Вечером, когда гости разъехались, огород был полит, когда спала жара, решил ознакомиться с творчеством Ольги Константиновны Кожуховой. Выбрал книгу наугад. Это была книга "Молчание неба" . Думал, что почитаю немного перед сном, но всё оказалось иначе. Оторваться не мог. Закончил чтение на последней странице, когда за окном уже рассветало.
Вот некоторые фрагменты из книги Ольги Константиновны (хотелось бы процитировать много больше, но рамки ответа, к сожалению, не позволяют этого сделать):
— Господи! Кто скажет: как писать?.. Есть книги, все в роскошных деталях. Читаешь их с наслаждением, а прочел — и забыл. Другие и лохматые, словно бы сроду не чесались, и фраза звучит, как немазанная телега, и образы вкривь и вкось, ни на что не похоже. Сидишь и плюешься! Зато каждый жест героя — отчетливо, крупно, как в блеске молний. И через пять лет будешь помнить, как он встал, повернулся, пошел… Так вот, что из этого — настоящая литература? А? Мне-то как надо писать? Бисер метать? Или же эти тяжеленные глыбищи, необработанные, ворочать?..
***
Пули визжали: «Жить! Жить!»
***
Я смотрю на них с удивлением. У Женьки есть одно отличное свойство: она всегда знает, кому что сказать. Ее шутки порой грубоваты, но никто, на моей памяти, не обижался на них. Даже больше того, все это принималось абсолютно как должное. Между прочим, попробовала бы, например, я так сказать, как Женька, какому-нибудь госпитальному инвалиду: «Эй, кузнечик, все прыгаешь?» — что бы он мне ответил на это?! А Женьке в ответ он улыбчиво расплывается щербатым, обветренным ртом: «Все прыгаю, чего ж мне не прыгать!» — «Ну, ну, не хнычь! Валяй прыгай! Ты здесь такой не один!» И все. И всем вокруг это очень нравится. И считается: так и надо.
***
«Милая! — думал он, лежа рядом с нею. — Разве так я желал бы с тобой встретиться? В чужой избе, на грязной дерюжке… Под храп чужой, незнакомой старухи. Я за белую свадьбу. За розы!»

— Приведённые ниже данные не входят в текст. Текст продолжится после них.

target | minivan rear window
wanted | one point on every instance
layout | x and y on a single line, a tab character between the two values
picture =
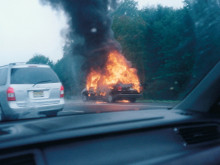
33	75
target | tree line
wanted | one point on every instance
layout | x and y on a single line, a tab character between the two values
171	48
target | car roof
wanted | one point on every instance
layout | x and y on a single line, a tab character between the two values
30	65
24	65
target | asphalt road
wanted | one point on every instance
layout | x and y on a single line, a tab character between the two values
79	107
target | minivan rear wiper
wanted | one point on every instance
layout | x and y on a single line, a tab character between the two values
40	82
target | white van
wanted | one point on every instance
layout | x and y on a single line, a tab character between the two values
27	88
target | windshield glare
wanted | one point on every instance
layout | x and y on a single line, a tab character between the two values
128	53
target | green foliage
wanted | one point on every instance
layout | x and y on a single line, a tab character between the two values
160	44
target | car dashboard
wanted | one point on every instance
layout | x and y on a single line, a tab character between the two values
130	137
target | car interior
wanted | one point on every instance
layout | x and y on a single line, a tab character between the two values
188	133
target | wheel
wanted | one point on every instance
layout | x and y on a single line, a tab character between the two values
84	98
110	99
132	100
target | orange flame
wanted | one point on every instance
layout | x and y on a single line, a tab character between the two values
117	70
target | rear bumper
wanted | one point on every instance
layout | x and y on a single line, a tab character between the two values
18	109
127	96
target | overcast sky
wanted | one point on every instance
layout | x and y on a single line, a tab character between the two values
27	28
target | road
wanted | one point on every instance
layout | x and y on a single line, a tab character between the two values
79	107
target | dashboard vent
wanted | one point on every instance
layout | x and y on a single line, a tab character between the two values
27	159
199	134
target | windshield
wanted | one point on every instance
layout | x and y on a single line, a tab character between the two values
105	56
33	75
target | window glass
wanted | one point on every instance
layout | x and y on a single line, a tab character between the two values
33	76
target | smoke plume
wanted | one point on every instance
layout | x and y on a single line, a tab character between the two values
90	29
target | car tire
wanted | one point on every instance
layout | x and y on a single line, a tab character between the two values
84	98
110	99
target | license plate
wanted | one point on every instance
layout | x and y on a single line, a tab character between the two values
38	94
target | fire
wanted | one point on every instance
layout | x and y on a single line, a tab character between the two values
117	70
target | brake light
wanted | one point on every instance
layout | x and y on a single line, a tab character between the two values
11	94
61	91
119	88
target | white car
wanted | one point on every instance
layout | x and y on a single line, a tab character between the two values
29	88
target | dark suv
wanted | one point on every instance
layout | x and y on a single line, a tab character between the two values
119	92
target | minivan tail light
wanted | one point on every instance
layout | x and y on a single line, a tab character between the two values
11	94
61	91
119	88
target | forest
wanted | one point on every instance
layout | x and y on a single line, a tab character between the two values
172	49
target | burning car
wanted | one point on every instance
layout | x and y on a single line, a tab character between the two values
118	92
116	81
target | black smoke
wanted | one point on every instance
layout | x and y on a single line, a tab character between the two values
90	29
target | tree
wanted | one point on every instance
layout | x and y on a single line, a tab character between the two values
40	59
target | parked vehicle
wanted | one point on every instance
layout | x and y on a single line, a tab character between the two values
27	88
118	92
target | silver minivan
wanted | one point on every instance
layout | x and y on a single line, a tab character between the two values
29	89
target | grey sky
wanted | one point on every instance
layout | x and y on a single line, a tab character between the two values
27	28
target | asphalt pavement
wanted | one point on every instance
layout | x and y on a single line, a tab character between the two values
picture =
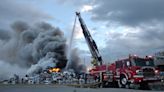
57	88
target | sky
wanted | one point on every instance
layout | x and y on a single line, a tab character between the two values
119	27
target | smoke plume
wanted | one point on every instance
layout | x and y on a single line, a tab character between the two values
75	62
30	48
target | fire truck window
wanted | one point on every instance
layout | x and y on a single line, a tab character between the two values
119	64
128	63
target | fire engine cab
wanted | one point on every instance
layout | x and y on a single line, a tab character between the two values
131	72
135	71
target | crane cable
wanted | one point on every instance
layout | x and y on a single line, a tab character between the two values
73	30
70	43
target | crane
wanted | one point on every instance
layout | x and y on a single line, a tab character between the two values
90	42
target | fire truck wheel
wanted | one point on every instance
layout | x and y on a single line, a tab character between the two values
123	82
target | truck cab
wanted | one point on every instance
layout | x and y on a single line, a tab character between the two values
135	70
159	63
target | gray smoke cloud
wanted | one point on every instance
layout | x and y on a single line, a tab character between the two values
31	47
75	62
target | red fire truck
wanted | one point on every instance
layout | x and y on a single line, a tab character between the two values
123	73
131	72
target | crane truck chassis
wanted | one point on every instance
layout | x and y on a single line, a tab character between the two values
131	72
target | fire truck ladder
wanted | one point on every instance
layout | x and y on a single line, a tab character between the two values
90	42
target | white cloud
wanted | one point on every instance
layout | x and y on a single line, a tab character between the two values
86	8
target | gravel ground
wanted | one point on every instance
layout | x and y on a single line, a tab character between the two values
57	88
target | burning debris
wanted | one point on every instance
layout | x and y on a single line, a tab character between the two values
34	49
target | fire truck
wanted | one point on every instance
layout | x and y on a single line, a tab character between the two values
130	72
159	63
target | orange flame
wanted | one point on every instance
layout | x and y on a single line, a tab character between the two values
54	70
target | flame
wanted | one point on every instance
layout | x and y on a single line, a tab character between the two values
54	70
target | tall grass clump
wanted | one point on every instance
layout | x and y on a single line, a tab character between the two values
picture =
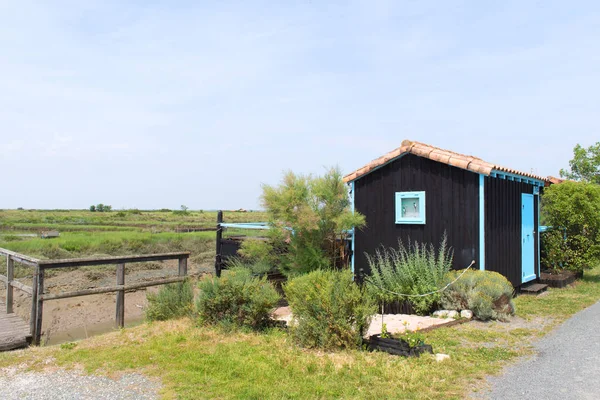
330	310
488	294
237	298
174	300
414	270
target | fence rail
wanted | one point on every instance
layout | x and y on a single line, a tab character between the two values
36	291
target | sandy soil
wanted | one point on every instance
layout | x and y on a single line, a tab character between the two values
395	323
80	317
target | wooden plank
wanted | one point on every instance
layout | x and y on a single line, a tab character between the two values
10	276
17	284
219	235
182	270
78	262
33	313
120	312
110	289
19	257
39	308
14	332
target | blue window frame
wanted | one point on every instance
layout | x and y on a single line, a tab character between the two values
410	208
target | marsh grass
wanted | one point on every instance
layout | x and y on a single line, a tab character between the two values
204	362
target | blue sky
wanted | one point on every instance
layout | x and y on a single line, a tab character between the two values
154	104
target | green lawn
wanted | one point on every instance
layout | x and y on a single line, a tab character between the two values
201	362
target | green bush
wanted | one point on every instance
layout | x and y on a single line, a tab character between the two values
258	267
575	207
415	270
488	294
172	301
236	298
330	310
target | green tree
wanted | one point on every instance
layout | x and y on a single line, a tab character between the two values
309	217
575	208
585	165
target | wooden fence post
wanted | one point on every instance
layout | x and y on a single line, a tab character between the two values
10	274
219	237
120	313
39	310
182	266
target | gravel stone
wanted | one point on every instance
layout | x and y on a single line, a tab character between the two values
566	366
72	385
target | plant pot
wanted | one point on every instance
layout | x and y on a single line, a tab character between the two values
398	347
560	280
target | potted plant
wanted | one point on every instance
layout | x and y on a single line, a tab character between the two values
407	344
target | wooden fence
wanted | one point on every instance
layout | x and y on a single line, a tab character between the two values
36	291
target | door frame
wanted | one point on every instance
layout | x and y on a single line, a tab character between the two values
530	270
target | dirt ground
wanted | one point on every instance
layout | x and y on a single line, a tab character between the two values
81	317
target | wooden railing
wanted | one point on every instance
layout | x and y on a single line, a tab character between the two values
37	288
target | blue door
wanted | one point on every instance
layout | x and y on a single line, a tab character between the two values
527	241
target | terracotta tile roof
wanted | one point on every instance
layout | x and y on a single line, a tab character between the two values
469	163
555	181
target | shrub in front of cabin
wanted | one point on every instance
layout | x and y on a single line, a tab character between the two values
330	310
414	270
237	298
487	294
574	208
174	300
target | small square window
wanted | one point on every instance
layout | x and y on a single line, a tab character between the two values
410	207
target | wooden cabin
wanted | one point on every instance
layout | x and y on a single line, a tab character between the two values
419	192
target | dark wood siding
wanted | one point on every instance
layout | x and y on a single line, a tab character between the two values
452	206
503	227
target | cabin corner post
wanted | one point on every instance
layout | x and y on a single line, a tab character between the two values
219	235
352	208
10	275
39	309
120	304
481	222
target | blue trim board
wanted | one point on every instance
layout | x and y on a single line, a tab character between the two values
246	225
353	235
514	177
481	222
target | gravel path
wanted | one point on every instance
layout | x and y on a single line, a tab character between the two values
60	384
566	366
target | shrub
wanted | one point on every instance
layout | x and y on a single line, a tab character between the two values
330	310
554	250
575	207
488	294
172	301
415	270
257	267
236	298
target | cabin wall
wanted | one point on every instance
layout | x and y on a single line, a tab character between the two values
452	206
503	227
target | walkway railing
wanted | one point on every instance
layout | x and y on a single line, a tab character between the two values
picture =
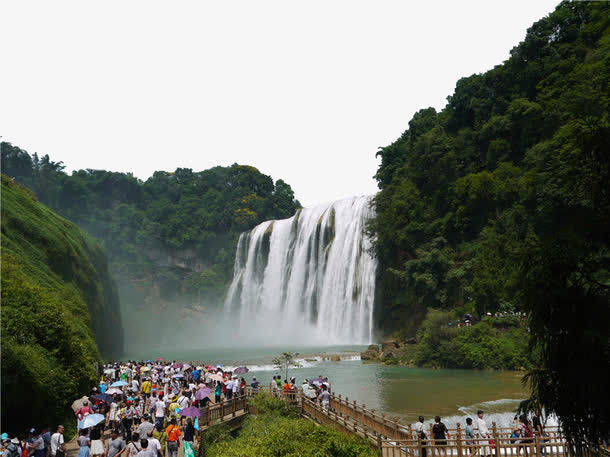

Он лежал, не шевелясь, крепко стиснув кулак, так, что ногти впились в ладони. И вдруг услышал, как Марьяна совсем рядом с ним тревожно вздохнула.
Теплой рукой, осторожно и как бы ласкаясь своим робким прикосновением, она чуть дотронулась до плеча Петрякова, ощутила его жесткую напряженность и замерла. Помедлив и снова о чем-то вздохнув, Марьяна взяла его сведенную судорогой руку и стала осторожно отгибать холодные, жесткие пальцы. Сперва один, потом другой. Кажется, она пересчитывала их про себя, чтобы не пропустить: большой, указательный, средний, безымянный, мизинец. И в том, как она их отгибала, осторожно касаясь, было что-то такое ребяческое, молодое, что Петряков в темноте улыбнулся. У него от этих прикосновений бежали мурашки по коже.
Наконец, разжав все до единого пальцы и как будто пересчитав заодно с ними и все остающиеся до решающего шага минуты, Марьяна притянула его руку и положила себе на грудь. Петряков с волнением ощутил всю нежность, всю атласистость девичьей кожи. На какой-то короткий миг он застыл не дыша. И вдруг потянулся всем сильным, истосковавшимся телом к чуть белеющему во мраке теплу.
— Милая! Ты мое счастье…
— Да… Да… Я — твоя…
***
Летом сорок второго года все поля на Смоленщине, все луга и опушки до переднего края, все обочины проезжих дорог и овраги зацвели вдруг крупной белой ромашкой, нивянкой. Мне в сумерках кажется: Млечный Путь, опрокинулся, перевернулся и вот течет, уже блещет под копытами у коня, позванивает, чуть курится белым туманом.